Agnes Owens as seen through objects from the Glasgow Women’s Library Collections
Curated and written by Giovanna MacKenna.
In 1949, a chronic housing shortage pushed Agnes, her infant daughter and her first husband, Sam, to follow the promise of work and lodgings to the remote village of Scoraig, near Ullapool. This search saw them travel from Glasgow through the Highlands – often on foot – where they spent more than a year living in a tent and squatting in derelict buildings, during which time Agnes had another child. They finally returned home and settled down in a sought-after prefabricated house.
Agnes was mother to seven children. Her 19-year-old son Patrick was killed in a knife attack in his home town.
She spoke about how his death affected her; “It took all your time just to get through the day. You weren’t ill, no, and you never became ill, but you would have loved to have died.”
Agnes began writing at the age of 51 when she went to a community creative writing class to “get out of the house”. Her talent was recognised and nurtured by writers Liz Lochead, James Kelman and Alasdair Gray.
A Working Mother, Agnes’ 1994 novel, centres around the life of Betty, mother of two children and wife to a depressed alcoholic. Betty works to support her family and to “save up for a divorce”. Her job as a secretary becomes complicated when she is subjected to the peculiar demands of her lecherous boss.

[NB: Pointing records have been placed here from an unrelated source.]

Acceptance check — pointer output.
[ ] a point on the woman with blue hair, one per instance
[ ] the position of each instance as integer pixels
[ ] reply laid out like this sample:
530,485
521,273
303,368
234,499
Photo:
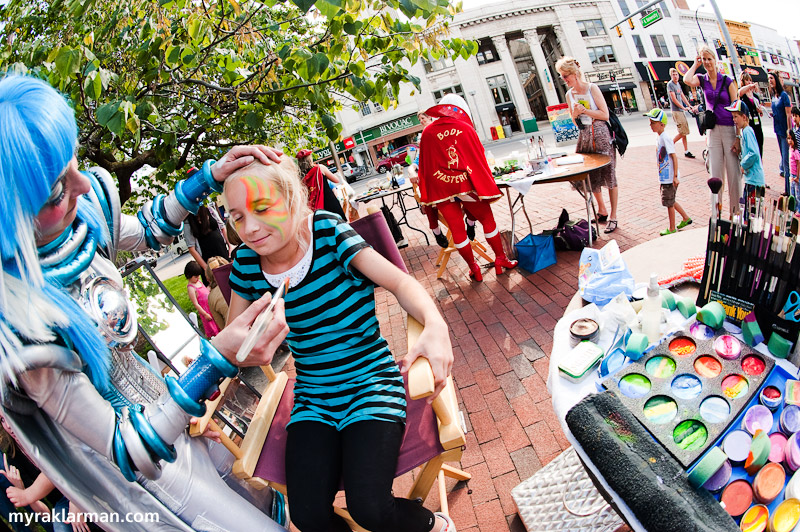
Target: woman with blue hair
105,428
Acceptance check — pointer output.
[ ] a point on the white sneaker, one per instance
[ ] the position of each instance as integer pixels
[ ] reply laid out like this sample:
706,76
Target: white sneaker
451,527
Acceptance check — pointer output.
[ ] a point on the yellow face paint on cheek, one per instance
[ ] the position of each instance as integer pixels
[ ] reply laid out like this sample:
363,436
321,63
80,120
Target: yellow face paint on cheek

Women in the Arts: Notions of Equality is a Symposium Report from a conference in Birmingham that took place from 5-7 March, 1993.
Agnes’ writing was championed by Kelman and Gray but she remained mysteriously un-celebrated. “Alasdair asked me why I wasn't better known once, and I said: 'Maybe it's because I'm old and ugly.' He said: 'Yes, but it's not only that'." She had also been told her characters weren’t particularly attractive; "One publisher said people don't want that kind of writing… about poor people.”
Whatever the reason it is certain that Agnes’ work deserved far more attention than it received.